If $f$ is a continuous function, how do I calculate the limit of $nU_n$ ?
$$U_n = \int _0^1 f(t)dt - \frac{1}{n} \sum _{k=0}^{n-1} f(\frac{k}{n})$$
I've noticed that the sum is a Riemann sum, which gives me $U_n \rightarrow 0$ but I don't know how to proceed further?
If $f$ is in fact twice continuously differentiable, we can proceed as follows.
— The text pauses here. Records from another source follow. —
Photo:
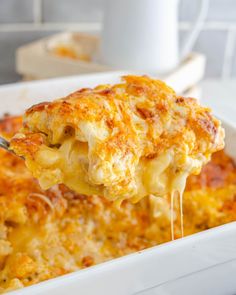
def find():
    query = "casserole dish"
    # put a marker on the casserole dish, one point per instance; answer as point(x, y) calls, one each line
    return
point(200, 263)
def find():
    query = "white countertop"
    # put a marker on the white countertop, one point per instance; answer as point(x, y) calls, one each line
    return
point(220, 95)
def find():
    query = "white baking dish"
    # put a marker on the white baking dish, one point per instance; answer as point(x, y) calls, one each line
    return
point(203, 263)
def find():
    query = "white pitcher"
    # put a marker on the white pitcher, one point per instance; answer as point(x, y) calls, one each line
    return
point(143, 35)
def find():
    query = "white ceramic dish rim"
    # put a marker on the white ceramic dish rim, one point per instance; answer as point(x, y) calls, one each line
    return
point(138, 270)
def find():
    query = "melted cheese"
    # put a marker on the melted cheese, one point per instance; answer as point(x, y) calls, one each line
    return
point(125, 141)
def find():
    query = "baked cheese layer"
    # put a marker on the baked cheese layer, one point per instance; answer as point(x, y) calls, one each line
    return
point(123, 141)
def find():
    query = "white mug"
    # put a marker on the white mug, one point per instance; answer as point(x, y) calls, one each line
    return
point(142, 35)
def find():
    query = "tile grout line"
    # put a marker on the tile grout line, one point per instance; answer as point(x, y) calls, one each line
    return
point(37, 7)
point(228, 56)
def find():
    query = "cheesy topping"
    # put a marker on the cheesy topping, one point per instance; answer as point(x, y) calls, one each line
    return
point(123, 141)
point(45, 234)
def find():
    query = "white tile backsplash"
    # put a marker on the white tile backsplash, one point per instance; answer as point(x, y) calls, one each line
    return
point(22, 21)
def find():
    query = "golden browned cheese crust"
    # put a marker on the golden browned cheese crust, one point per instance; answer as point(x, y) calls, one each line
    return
point(45, 234)
point(127, 140)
We have $$U_n = \sum_{k=0}^{n-1} \left[ \int_{k/n}^{(k+1)/n} \left( f(x) - f\left(\frac{k}{n} \right) \right) \, dx \right] =: \sum_{k=0}^{n-1} I_{n,k} $$ By Taylor's theorem, for each $k$ there exists $\xi_k \in (k/n, (k+1)/n)$ such that $$f(x) - f\left( \frac{k}{n} \right) = f' \left( \frac{k}{n} \right) \left( x - \frac{k}{n} \right) + \frac{f''\left( \xi_k \right)}{2} \left(x - \frac{k}{n} \right)^2$$ for all $x \in (k/n, (k+1)/n)$. Therefore $$I_{n,k} = f' \left( \frac{k}{n} \right) \frac{1}{2n^2} + f''(\xi_k) \frac{1}{6n^3} \implies U_n = \frac{1}{2n^2} \sum_{k=0}^{n-1} f'\left( \frac{k}{n} \right) + \frac{1}{6n^3} \sum_{k=0}^{n-1} f''(\xi_k)$$ Setting $M = \sup_{x\in [0,1]} |f''(x)|$, it follows that $$\left\vert n U_n - \frac{1}{2n} \sum_{k=0}^{n-1} f'\left( \frac{k}{n} \right) \right\vert \le \frac{M}{6n^2}$$ Taking $n \to \infty$ then yields $n U_n \to \frac{1}{2} \int_{0}^{1} f'(x) \, dx = (f(1) - f(0))/2$.